By Sean Zucker –
Originally hailing from the mountains of Lebanon and Syria, tabbouleh has enjoyed a long history of popularity in the Middle East. After making its way oversees, the dish now has become a darling vegan-friendly option for many, leading to its current high-held status. Given the pedigree, it should be no surprise that tabbouleh is also nourishing and nutrient rich.
It goes by several names—tabouleh, tabbouli, tabouli and taboulah. But whatever it’s called, tabbouleh is essentially a cocktail of superfoods. The salad features a collection of nutritional staples commonly including parsley, bulgur, onions, garlic, peppermint, cucumbers, tomatoes, lemon juice and olive oil.
Bulgur, likely the least known ingredient of the mix, acts as the base and provides loads of fiber and protein. It’s also low in fat, holds potassium and iron, while boasting a low glycemic index. The addition of onions and garlic brings along many anti-inflammatory, anti-cholesterol, anti-cancer and antioxidant properties to the mix, helping it manage blood pressure and cholesterol levels, while possibly preventing cardiovascular disease, blood clots and even cancer.

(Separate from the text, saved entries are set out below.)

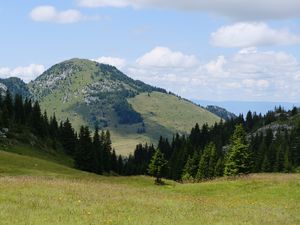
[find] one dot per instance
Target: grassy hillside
(36, 191)
(89, 93)
(171, 112)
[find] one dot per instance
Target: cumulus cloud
(239, 10)
(165, 57)
(26, 73)
(117, 62)
(48, 13)
(249, 74)
(241, 35)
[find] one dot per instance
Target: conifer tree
(207, 163)
(98, 149)
(67, 137)
(219, 169)
(187, 170)
(157, 166)
(238, 158)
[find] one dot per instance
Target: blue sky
(240, 50)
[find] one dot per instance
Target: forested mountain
(221, 112)
(93, 94)
(269, 143)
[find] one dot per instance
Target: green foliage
(207, 163)
(238, 158)
(16, 87)
(157, 166)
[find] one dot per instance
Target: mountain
(221, 112)
(240, 107)
(89, 93)
(15, 86)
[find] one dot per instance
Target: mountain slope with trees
(93, 94)
(269, 143)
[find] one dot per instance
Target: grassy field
(36, 191)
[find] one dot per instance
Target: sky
(210, 50)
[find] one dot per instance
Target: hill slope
(96, 94)
(15, 86)
(36, 191)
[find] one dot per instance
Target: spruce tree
(98, 149)
(157, 166)
(237, 158)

Parsley, for its part, enjoys roughly three times as much vitamin C as oranges, while also being a good source of manganese, calcium, and potassium. Peppermint has been proven to treat indigestion, respiratory problems, headaches, nausea and fever. Cucumbers reduce diabetes risk and help control blood pressure. Tomatoes feature vitamins A, C, and K, wherein lemon juice provides vitamins B and C.
Livestrong adds that the dish is a low saturated fat with most the ingredients being almost entirely fat free. This is notable as saturated fat is believed to be the most harmful fat to the human body and its overall health.

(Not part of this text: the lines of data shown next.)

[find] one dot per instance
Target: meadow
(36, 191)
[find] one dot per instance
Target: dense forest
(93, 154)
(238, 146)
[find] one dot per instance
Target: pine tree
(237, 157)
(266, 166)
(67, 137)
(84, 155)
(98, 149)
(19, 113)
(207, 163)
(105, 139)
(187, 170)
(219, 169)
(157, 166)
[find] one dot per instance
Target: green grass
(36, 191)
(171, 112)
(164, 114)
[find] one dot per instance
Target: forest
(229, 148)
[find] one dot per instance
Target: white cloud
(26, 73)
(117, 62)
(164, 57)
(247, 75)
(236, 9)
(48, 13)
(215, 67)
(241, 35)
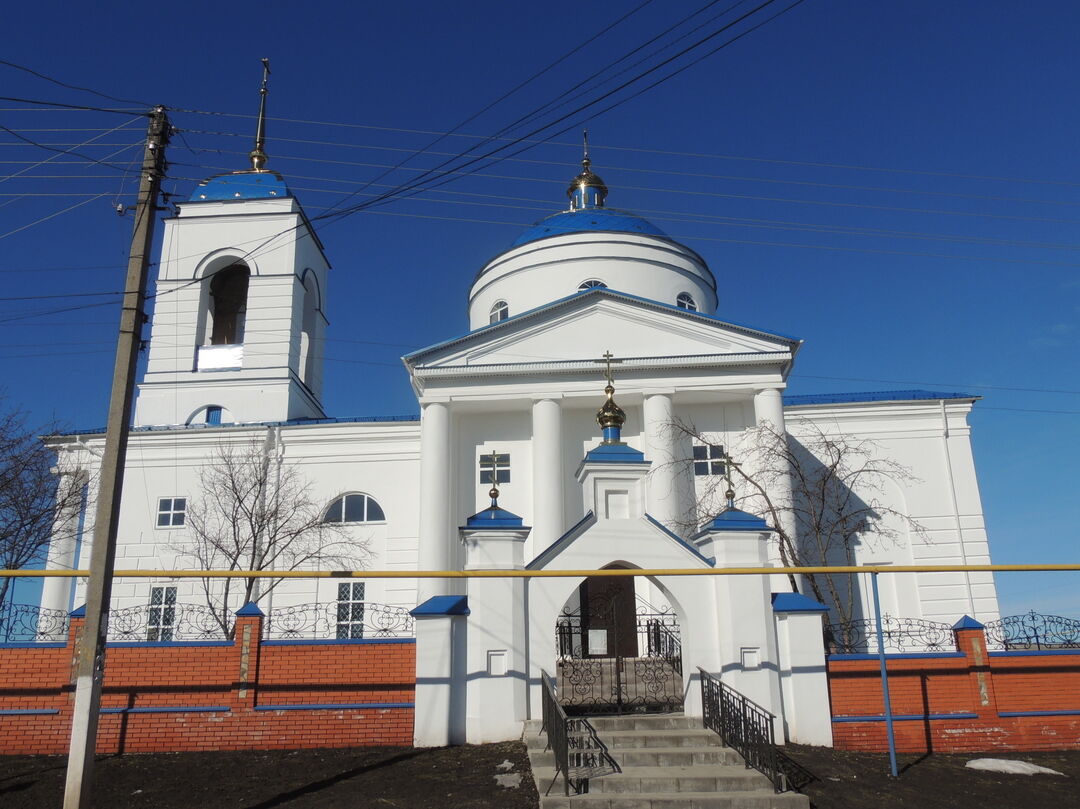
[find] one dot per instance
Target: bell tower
(239, 321)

While all this bodes wells for tabbouleh’s gastronomic powers, acclaimed cookbook author and culinary guide Anissa Helou notes that a lot of the tabbouleh available in the U.S. falls short of the original Lebanese dish and possibly misses much of its pure benefits.
“Tabbouleh has now gone truly global but before the world discovered and adopted it, it was one of very few dishes that the Lebanese could claim as their own,” she writes. “At first, the western version bore no resemblance to the Lebanese, but things have improved and you can now find much better ready-prepared tabbouleh although often it will have far too much bulgur in relation to the fresh herbs and tomatoes which should be the main ingredients.”

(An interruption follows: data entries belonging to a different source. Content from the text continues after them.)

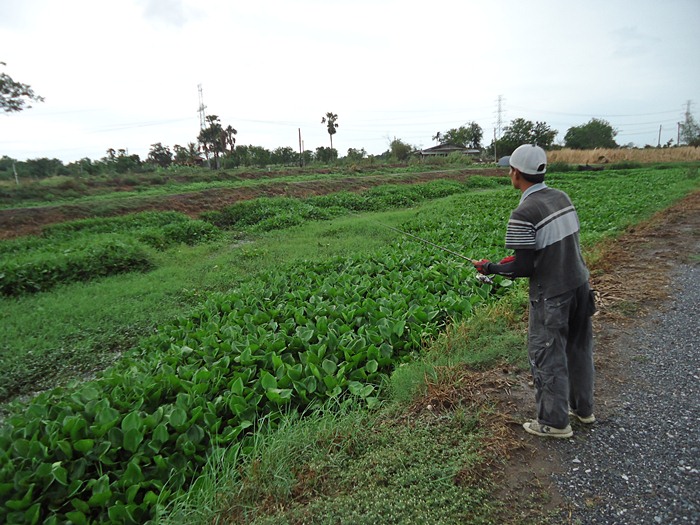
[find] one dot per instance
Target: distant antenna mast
(499, 116)
(202, 107)
(202, 119)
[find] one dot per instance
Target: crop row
(117, 448)
(87, 249)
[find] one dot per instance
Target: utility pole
(202, 119)
(499, 116)
(495, 154)
(301, 153)
(202, 107)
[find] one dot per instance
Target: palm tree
(330, 119)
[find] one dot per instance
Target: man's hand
(482, 266)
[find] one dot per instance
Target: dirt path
(633, 278)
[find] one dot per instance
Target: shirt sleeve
(520, 235)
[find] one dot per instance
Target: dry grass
(604, 156)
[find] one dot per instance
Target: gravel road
(640, 463)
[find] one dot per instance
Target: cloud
(630, 42)
(171, 13)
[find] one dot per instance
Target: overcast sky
(125, 73)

Fortunately, Helou provides tips on how to best prepare authentic tabbouleh. Using the freshest possible ingredients is crucial. She advises locating a market rather than a supermarket for the freshest and tenderest flat-leaf parsley and firm but ripe tomatoes. Also, prioritize fine dark Lebanese bulgur and avoid the pale Turkish variety.
Another key—avoid the food processor. Instead, get the sharpest knife available and chop away at the parsley, mint, garlic and peppermint. Then dice tomatoes, onions and cucumbers.
With seasoning, creativity and historical preference come into play.
“The seasoning varies from family to family or region to region. I learned from my mother and grandmother to use a pinch of cinnamon, a good dose of allspice (or the Lebanese 7-spice mixture), and some black pepper. My mother uses too much lemon juice. I prefer less, mainly because I often serve tabbouleh with wine. And, of course olive oil, the best you can afford,” Helou encourages.
The takeaway? If a meal needs a healthy, delicious salad—turning towards tabbouleh is a good bet.